I got ET 2007 and Covid19 was far away, a lot of people have tried to find the reason for the MPN you have. Try to find some real research into the connection Covid19 ans an MPN.
MPN disease is near always from a long standing mutation in the marrow, usually years before you got the Dx. As you note the abnormality was found before your 1st vax, so the causal relation is not possible. I had an abnormality 8 years before Dx . And your rate of increasing PLT values are commonly seen with MPN around the time of Dx. There has not been any reported connection or process between MPN and any vaccine.
In that physical examination, the abnormal item was bilirubin, which showed a high value of 40, which I think is wrong, if it reaches this value, there will be very obvious symptoms, I think this examination result is wrong. I checked later in the hospital and all the indicators were normal
It remains that the mutation near always originates years before the disease presents, possibly even before birth. You should request a mutation test to know which mutation you have and what your mutation level is.
As Swede says here if you can find credible reports on the subject it would inform the discussion.
In my current condition, the size of my spleen is 11.9cm*4.4cm, which is larger than normal. A tiny nodule was found on both sides of my lungs, and the morphologic analysis of bone marrow cells showed that megakaryocytes were significantly active.
It is important to use a clear definition of terms when looking at a possible diagnosis of a MPN. Thrombocytosis can be defined differently by different labs, but diagnostically it is an elevation in PLT > 450. Thrombocytosis can be either primary (Essential Thrombocythemia-ET) or Secondary (Reactive Thrombocytosis).

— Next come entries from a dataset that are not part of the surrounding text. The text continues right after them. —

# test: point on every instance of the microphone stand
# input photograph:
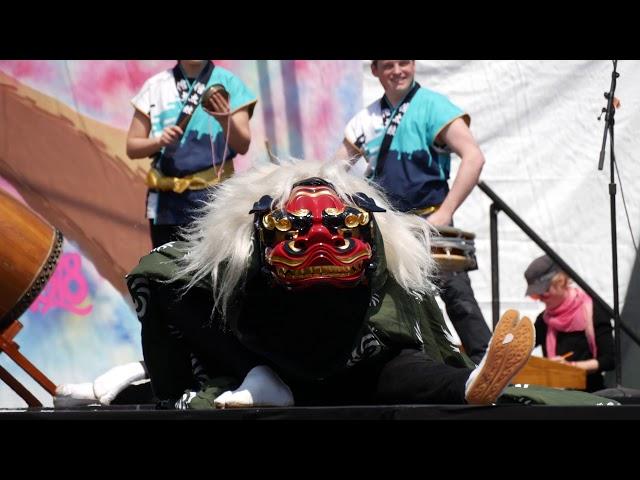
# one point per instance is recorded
(608, 128)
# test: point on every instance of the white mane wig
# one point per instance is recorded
(223, 234)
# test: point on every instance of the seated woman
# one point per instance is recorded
(571, 329)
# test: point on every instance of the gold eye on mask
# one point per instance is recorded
(351, 220)
(332, 211)
(284, 224)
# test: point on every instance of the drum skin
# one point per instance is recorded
(29, 251)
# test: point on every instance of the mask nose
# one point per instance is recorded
(318, 233)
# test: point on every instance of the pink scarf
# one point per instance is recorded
(574, 314)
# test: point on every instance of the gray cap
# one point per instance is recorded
(539, 274)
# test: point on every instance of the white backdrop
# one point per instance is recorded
(536, 123)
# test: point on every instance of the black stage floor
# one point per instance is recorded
(350, 413)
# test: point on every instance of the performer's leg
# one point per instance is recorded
(166, 356)
(413, 377)
(161, 234)
(464, 313)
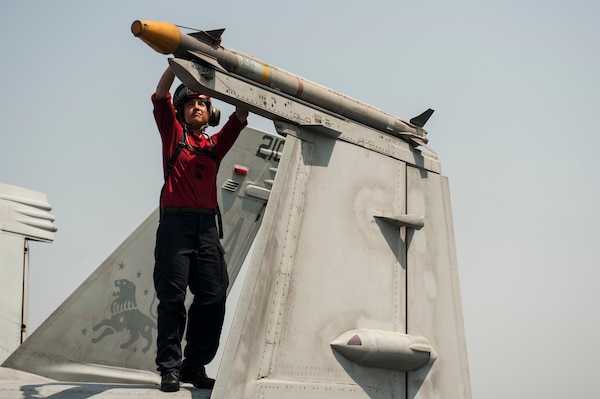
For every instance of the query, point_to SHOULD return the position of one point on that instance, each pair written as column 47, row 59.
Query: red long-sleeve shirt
column 192, row 182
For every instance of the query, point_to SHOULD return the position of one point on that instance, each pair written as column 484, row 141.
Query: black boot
column 169, row 381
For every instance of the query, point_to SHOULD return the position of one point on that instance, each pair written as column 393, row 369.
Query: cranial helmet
column 182, row 94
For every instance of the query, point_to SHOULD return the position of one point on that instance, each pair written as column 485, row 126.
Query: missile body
column 166, row 38
column 384, row 349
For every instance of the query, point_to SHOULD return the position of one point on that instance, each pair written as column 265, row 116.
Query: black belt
column 205, row 211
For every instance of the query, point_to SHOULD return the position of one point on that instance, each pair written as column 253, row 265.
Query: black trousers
column 188, row 253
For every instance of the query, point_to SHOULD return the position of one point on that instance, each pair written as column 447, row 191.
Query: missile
column 384, row 349
column 205, row 47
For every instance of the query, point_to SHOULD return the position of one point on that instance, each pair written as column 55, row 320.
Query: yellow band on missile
column 163, row 37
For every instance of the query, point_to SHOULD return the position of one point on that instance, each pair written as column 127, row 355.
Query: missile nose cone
column 163, row 37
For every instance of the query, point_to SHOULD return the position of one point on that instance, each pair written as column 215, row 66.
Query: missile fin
column 422, row 119
column 211, row 36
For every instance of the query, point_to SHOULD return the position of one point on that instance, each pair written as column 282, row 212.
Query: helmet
column 183, row 93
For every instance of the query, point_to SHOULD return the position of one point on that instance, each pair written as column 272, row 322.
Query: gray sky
column 515, row 86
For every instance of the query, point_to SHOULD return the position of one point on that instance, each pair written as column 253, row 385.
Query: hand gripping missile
column 206, row 47
column 384, row 349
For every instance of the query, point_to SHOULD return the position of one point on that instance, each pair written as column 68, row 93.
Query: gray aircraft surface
column 351, row 290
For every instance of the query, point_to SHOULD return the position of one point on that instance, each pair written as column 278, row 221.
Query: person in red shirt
column 188, row 252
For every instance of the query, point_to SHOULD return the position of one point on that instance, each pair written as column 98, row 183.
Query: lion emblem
column 125, row 315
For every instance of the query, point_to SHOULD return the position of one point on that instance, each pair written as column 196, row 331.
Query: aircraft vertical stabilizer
column 352, row 290
column 106, row 330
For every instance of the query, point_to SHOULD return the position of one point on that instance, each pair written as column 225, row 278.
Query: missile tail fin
column 422, row 119
column 211, row 36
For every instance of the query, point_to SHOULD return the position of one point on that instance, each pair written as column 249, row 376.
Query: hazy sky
column 515, row 86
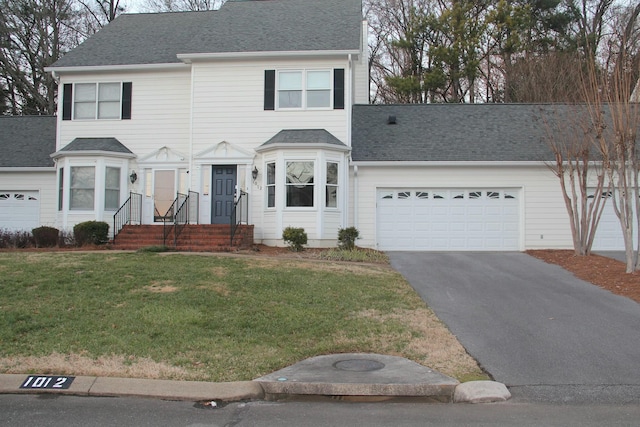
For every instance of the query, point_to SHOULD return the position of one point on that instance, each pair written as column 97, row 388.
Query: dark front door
column 224, row 190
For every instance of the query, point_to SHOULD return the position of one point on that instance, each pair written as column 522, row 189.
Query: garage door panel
column 19, row 210
column 441, row 219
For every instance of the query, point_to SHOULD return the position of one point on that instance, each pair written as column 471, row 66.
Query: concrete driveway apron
column 528, row 322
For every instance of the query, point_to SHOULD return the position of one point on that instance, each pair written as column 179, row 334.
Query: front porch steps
column 193, row 238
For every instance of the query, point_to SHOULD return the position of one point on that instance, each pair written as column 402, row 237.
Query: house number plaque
column 54, row 382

Secondary thrombocytosis can be caused by a number of things, including bleeding events, iron deficiency, injury, inflammation, and illness/infections. While not common, immunizations (e.g., COVID) can cause a very brief transient rise in platelet levels. Secondary Thrombocytosis resolves when the underlying condition is resolved. You can experience reactive thrombocytosis when you have a MPN. I have seen elevations of 200+ over my baseline level of thrombocytosis when I had a significant GI inflammation or illness.
ET is not related to the COVID or any other vaccine. It is caused by one of three driver mutations in hematopoietic stem cells (JAK2, CALR, MPL). More rarely, there is ET triple-negative where the ET is present diagnostically without the presence of a canonical driver mutation. The strongest confirmation of ET is though a bone marrow biopsy where the bone marrow morphology can be examined. Splenomegaly can be a feature of ET; however, the spleen size you indicate is within the normal range. Your Hematologist can best assess the issue of any increase in spleen size as it relates to your case. This is something that is a part of routine monitoring for MPNs. The bone marrow morphology that indicates ET is "BM biopsy showing proliferation mainly of the megakaryocyte lineage with increased numbers of enlarged, mature megakaryocytes with hyperlobulated nuclei. No significant left-shift of neutrophil granulopoiesis or erythropoiesis and very rarely minor (grade 1) increase in reticulin fibers." pmc.ncbi.nlm.nih.gov/articl...
As Epguy suggests, you need to know your driver mutation status as well as bone marrow morphology to have the most clear diagnosis. Ideally, you should consult with a MPN Specialist rather than a regular hematologist. MPNs are rare disorders and many doctors, including hematologists, have little experience with them. Here is a list of patient recommended MPN docs just in case you need it. mpnforum.com/tsr-the-list/
The WHO criteria are a good place to help understand the biospy results. In table 1 for ET:
"BM biopsy showing proliferation mainly of the megakaryocyte lineage with increased numbers of enlarged, mature megakaryocytes with hyperlobulated nuclei. No significant left-shift of neutrophil granulopoiesis or erythropoiesis and very rarely minor (grade 1) increase in reticulin fibers"
The "no signif" left shift (not-increased) features are increased in PV as seen in col 1.
Has your Dr discussed a deeper gene study? This will look for which mutation you have (or don't) and other mutations that have prognostic value. In ET Jak2, CALR or MPL can be driving it. Less common, it can be none (triple negative) but the "other mutations" could still show results of interest.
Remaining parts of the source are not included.